There was a lot of talk about "ease of development", the recurring theme of the first day @ JavaOne. Meta data will be used quite a bit in the various areas of J2EE (e.g. EJB). People asked about the logistics of this... for example:

"It sounded like tools would take in metadata and deployment descriptors would be generated, which could be tweaked. Isn't this a problem when it comes to round-tripping? If we tweak the descriptor, what happens when we regen things?"

It came out that there is a LOT to talk about wrt how metadata will really work with J2EE. Will it just live in the class files, acting as defaults and such? or will DD's be generated? The answer: TBD.

Linda made an interesting dig at XDoclet when she said that she "had seen some XDoclet examples, where it just looked like the entire deployment desciptor had been shoved into the bean class". People cheered at that one. They are going to be VERY careful at how they work metadata into J2EE.

JDO: A couple of people asked "will JDO be part of J2EE?" and questions like that. Again, it was good to hear Bill Shannon state that he felt there could be room for it. He polled the audience, asking "Who would like to see it in J2EE?" [15 votes], and "Who would NOT like to see it in J2EE?" [2 votes].

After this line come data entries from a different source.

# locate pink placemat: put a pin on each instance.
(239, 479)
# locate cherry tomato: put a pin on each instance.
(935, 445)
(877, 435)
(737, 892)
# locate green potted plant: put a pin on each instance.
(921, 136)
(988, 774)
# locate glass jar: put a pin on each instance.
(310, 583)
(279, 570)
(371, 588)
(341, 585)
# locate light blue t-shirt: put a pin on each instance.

Bill Shannon made a dig at JBoss, when a question asked to the panel turned out to be a bug (not fixed) from JBoss 3. Bill said "try using a J2EE server".

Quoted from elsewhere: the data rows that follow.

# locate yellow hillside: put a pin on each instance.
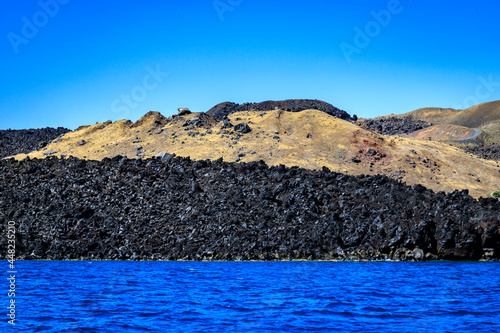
(310, 139)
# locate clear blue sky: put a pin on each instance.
(73, 62)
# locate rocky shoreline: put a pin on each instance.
(179, 209)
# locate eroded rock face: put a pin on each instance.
(13, 142)
(175, 208)
(394, 125)
(222, 110)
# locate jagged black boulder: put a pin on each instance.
(149, 209)
(13, 142)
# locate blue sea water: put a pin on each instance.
(117, 296)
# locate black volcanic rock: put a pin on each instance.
(486, 151)
(394, 125)
(181, 209)
(222, 110)
(13, 142)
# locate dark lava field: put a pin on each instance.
(179, 209)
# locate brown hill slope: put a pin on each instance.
(310, 139)
(445, 133)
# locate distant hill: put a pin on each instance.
(222, 110)
(309, 139)
(485, 117)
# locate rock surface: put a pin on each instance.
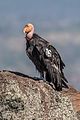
(26, 98)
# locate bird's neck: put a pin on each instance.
(30, 34)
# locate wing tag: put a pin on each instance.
(48, 52)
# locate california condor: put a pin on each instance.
(45, 57)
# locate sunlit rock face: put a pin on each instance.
(26, 98)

EJB: Linda was great at answering questions, and I look forward to her EJB BoF. She did give a few pieces of info that were interesting already:

  • EJB QL is going to be looked at a LOT. Expect dynamic EJB-QL, bulk updates/deletes, and subselects for EJB 3.0

  • Read Only entity beans? Here we come [lots of transaction isolation level work has to be ironed out for this one]
  • She seems very open to making EJB a *lot* easier. EJB 3.0 will be great!

Web Services: JAX-RPC is the future. 2.0 will have support for many messaging models, more importantly async modes!


The Borland Party

After a long day of attending keynotes, sessions and walking the Pavilion, you may have found yourself in need of a little down time, a place to unwind, have a couple of drinks, and digest the day's events. The Borland Party, at Club NV in downtown San Francisco, was the perfect place to do this. Other than the high ratio of men to women (many of whom were still sporting their JavaOne passes), and the large Borland logo flickering on the wall, this was just like any other party. A live band kept the crowd going with funky renditions of popular 80's songs. As the drinks were on Borland, the bar was pretty packed and through the immense crowd, you could catch a glimpse of some well-known Java figureheads laughing it up.